Les premières machines à vapeur industrielles du XVIIIᵉ siècle travaillent à demeure dans des usines ou aussi les mines anglaises. On en trouve aussi aux Pays-Bas pour le pompage de l’eau des polders. À l’époque de la Révolution française, il y a environ 750 machines à vapeur ainsi installées dans les usines du Royaume-Uni, et elles peuvent bénéficier de conditions d’espace permettant l’établissement de chaudières largement dimensionnées, ce qui compense leur faible productivité en vapeur. Mais dès qu’il est question de loger une chaudière sur une locomotive à partir de 1804 avec l’ingénieur anglais Trevithick, cela se complique. La locomotive offre un espace très restreint, le problème du manque de puissance se pose. La solution, utilisée jusque-là, de la simple chaudière-bouilloire ne peut être appliquée à la locomotive si on veut des performances.
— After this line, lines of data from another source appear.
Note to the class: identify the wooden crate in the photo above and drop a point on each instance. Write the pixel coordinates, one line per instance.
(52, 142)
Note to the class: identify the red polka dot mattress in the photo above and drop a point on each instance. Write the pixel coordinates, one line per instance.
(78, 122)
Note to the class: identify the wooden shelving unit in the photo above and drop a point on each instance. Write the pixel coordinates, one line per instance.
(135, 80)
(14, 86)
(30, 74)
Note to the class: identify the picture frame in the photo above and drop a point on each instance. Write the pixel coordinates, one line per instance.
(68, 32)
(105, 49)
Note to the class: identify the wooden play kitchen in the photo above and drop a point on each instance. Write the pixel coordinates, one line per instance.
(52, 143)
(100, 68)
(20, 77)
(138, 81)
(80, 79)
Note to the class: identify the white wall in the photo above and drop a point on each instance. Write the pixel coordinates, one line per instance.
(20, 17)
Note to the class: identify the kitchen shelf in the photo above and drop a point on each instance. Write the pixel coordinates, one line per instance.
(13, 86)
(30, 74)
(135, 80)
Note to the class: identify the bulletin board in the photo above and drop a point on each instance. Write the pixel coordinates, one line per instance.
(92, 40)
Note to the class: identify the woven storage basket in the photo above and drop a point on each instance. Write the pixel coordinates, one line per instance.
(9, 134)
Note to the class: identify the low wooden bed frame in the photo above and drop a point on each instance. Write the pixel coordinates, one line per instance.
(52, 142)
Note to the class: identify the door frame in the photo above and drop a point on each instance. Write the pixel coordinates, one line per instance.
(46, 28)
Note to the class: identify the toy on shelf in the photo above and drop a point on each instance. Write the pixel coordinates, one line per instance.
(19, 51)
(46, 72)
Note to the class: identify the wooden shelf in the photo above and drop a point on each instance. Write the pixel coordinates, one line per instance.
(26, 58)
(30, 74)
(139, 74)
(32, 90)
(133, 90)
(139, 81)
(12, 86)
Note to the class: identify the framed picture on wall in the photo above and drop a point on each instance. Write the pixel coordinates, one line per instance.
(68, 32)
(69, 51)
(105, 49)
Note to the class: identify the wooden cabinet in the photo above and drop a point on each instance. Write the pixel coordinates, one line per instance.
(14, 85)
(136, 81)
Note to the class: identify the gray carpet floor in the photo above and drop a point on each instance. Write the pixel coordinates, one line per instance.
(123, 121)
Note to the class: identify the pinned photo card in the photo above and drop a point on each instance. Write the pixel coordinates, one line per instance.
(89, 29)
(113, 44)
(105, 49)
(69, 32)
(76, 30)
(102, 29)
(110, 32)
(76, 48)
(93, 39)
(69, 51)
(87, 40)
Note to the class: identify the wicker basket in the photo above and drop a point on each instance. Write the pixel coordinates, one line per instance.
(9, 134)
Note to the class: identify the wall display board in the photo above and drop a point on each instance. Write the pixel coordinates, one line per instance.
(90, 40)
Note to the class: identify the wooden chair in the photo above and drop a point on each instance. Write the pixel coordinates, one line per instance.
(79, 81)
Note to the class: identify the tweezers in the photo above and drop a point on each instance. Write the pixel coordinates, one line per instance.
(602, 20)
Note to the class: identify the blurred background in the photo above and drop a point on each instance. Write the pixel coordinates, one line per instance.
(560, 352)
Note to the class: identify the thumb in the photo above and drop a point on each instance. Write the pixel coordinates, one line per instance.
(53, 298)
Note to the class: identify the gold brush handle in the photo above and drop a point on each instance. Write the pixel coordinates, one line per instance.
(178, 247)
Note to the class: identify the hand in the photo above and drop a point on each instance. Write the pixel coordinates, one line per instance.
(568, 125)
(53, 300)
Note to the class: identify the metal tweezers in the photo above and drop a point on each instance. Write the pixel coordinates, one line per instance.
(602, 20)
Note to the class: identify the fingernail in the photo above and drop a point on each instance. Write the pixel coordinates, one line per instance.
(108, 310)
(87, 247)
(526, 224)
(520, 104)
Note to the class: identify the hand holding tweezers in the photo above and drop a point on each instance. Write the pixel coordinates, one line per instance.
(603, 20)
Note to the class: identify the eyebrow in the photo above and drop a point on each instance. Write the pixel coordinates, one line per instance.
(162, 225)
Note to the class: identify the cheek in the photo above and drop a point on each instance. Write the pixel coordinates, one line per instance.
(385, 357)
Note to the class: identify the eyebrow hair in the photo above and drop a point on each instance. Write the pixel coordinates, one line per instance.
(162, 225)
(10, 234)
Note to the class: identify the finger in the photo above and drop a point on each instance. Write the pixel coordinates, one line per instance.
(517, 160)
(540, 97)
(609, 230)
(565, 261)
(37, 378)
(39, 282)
Or, justement, les performances remarquables de la locomotive anglaise « La Fusée » de Stephenson, lors du concours de Rainhill en 1829, sont dues, pour une très large part, à la grande quantité de vapeur fournie par la chaudière dont Georges Stephenson a équipé sa locomotive, mais dont il n’est pas l’inventeur. Il s’agit d’une chaudière à tubes d’eau inventée par un certain Henry Booth, secrétaire de la compagnie du Liverpool Manchester qui n’a pas eu connaissance des travaux de Marc Seguin en France entrepris dès 1827. De son côté, le français Marc Seguin a breveté sa chaudière tubulaire à tubes à fumée dès 1827, les deux inventeurs ayant travaillé en même temps et indépendamment sur le même projet. La présence de nombreux tubes dans la chaudière, parcourus par les gaz chauds du foyer, multiplie la surface de contact entre les gaz et l’eau (ou « surface de chauffe ») et produit, de ce fait, une grande quantité de vapeur en peu de temps.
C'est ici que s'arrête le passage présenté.